トレンドマイクロは、3月8日に消息不明となったマレーシア航空370便の話題に便乗した、いくつかの脅威を確認したそうだ。

そのうちのひとつは、航空機に関する動画を装ったファイルで、電子メールでの拡散が考えられる。

「Malaysian Airlines MH370 5m Video.exe」という名前の5分間の動画だが、実際は、「BKDR_OTOPROXY.WR」として検出されるバックドア型不正プログラム。バックドア型不正プログラムの多くと同様、BKDR_OTOPROXY.WR も、攻撃者がリモートから、さまざまなコマンドを実行できるようにするもので、攻撃者は、自身のサーバーからファイルのダウンロードや実行、システム情報の収集ができるようになる。

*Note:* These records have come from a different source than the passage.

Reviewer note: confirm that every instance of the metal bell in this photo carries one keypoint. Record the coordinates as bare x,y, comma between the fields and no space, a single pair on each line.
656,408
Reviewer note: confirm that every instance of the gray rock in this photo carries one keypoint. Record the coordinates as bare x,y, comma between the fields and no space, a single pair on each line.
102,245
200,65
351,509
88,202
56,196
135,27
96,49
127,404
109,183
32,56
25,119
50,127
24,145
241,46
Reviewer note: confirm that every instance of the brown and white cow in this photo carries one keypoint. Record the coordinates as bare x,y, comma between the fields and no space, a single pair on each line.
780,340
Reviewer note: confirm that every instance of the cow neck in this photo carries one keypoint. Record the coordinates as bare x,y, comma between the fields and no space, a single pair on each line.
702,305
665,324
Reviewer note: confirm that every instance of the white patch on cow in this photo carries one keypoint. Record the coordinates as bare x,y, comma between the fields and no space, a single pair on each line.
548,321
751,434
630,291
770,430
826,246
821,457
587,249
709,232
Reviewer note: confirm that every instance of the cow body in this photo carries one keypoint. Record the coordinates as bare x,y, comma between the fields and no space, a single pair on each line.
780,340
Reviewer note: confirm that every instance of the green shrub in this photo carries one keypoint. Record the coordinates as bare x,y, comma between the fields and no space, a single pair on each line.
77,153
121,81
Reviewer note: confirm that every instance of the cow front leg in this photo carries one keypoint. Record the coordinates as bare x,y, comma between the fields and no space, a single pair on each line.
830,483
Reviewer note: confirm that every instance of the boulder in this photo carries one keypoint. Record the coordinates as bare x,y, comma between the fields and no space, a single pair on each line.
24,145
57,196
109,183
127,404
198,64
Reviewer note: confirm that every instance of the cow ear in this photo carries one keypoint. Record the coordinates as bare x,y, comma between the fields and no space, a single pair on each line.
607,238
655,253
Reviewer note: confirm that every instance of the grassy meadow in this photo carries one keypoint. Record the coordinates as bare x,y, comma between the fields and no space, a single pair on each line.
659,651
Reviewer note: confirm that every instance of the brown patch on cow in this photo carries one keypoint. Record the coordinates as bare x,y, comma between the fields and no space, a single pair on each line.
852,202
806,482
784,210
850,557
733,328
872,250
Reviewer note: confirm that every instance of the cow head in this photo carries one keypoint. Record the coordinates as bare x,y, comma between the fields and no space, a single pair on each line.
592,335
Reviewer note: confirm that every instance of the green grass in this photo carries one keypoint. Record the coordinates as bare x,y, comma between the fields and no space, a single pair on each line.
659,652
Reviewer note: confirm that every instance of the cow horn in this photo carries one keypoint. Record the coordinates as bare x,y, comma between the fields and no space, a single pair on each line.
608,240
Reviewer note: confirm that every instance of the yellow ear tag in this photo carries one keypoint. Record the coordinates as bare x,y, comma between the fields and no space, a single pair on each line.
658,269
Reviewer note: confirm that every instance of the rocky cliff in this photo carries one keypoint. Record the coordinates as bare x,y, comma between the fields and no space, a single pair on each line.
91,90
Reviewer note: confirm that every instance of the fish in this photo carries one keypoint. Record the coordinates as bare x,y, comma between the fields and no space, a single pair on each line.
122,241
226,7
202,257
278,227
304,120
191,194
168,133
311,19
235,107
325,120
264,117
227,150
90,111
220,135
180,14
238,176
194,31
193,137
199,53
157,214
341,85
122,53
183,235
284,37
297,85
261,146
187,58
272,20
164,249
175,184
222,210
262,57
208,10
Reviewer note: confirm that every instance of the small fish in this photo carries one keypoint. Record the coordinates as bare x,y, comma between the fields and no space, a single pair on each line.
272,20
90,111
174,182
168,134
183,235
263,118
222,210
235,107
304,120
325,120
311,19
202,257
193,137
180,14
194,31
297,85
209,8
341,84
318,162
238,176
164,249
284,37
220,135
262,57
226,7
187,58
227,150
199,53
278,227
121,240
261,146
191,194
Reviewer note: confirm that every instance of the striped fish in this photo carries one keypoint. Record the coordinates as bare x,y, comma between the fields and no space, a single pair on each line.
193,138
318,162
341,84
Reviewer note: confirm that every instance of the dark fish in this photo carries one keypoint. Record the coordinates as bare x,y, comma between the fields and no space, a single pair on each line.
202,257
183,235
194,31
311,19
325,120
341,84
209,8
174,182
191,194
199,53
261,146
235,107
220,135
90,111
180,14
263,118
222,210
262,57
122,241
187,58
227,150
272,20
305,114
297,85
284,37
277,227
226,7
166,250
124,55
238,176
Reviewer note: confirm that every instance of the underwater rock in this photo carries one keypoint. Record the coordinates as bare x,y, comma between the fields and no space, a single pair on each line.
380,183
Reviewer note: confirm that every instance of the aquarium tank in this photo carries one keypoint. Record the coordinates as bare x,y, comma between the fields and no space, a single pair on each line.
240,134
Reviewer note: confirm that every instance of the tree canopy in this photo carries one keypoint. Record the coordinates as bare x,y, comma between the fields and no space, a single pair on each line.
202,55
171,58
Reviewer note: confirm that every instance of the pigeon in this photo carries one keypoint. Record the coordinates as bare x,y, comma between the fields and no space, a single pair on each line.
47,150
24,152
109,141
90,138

一方このバックドア型不正プログラムには、通常とは異なる点があるという。

BKDR_OTOPROXY.WR が利用するコマンド&コントロールサーバーのひとつが、2013年10月の標的型攻撃に関連していると報告されている。標的型攻撃が、従来型のサイバー攻撃と同じ基盤を共有するのは、通常はない。また、トレンドラボでは、この BKDR_OTOPROXY.WR が、標的型攻撃に利用されたという情報は確認していないそうだ。

マレーシア航空370便消息不明に便乗したバックドアやアンケート詐欺、トレンドマイクロが確認
動画を埋め込んだ不正な Web サイトの例

トレンドラボではまた、このニュースに便乗したアンケート詐欺も確認している。

消息不明となった航空機が海上で発見された、という偽のニュース速報をユーザーがリンクをクリックすると、Facebook の画面によく似た Web サイトに誘導されるそうだ。その Web サイトには、失踪した航空機が発見されたとする動画が埋め込まれており、ページのどの場所をクリックしても、別のページが開き、映画「アバター」の続編に関する偽の動画が表示される。

これらの動画をクリックすると、動画閲覧/共有用と称して、ソーシャルメディアのフォロワー共有や、アンケート回答を促される。

また別のアンケート詐欺は、YouTube の画面を模倣し、消息不明となった航空機が発見されたという動画を表示するが、動画の共有、閲覧前テストとして、アンケート詐欺に誘導される。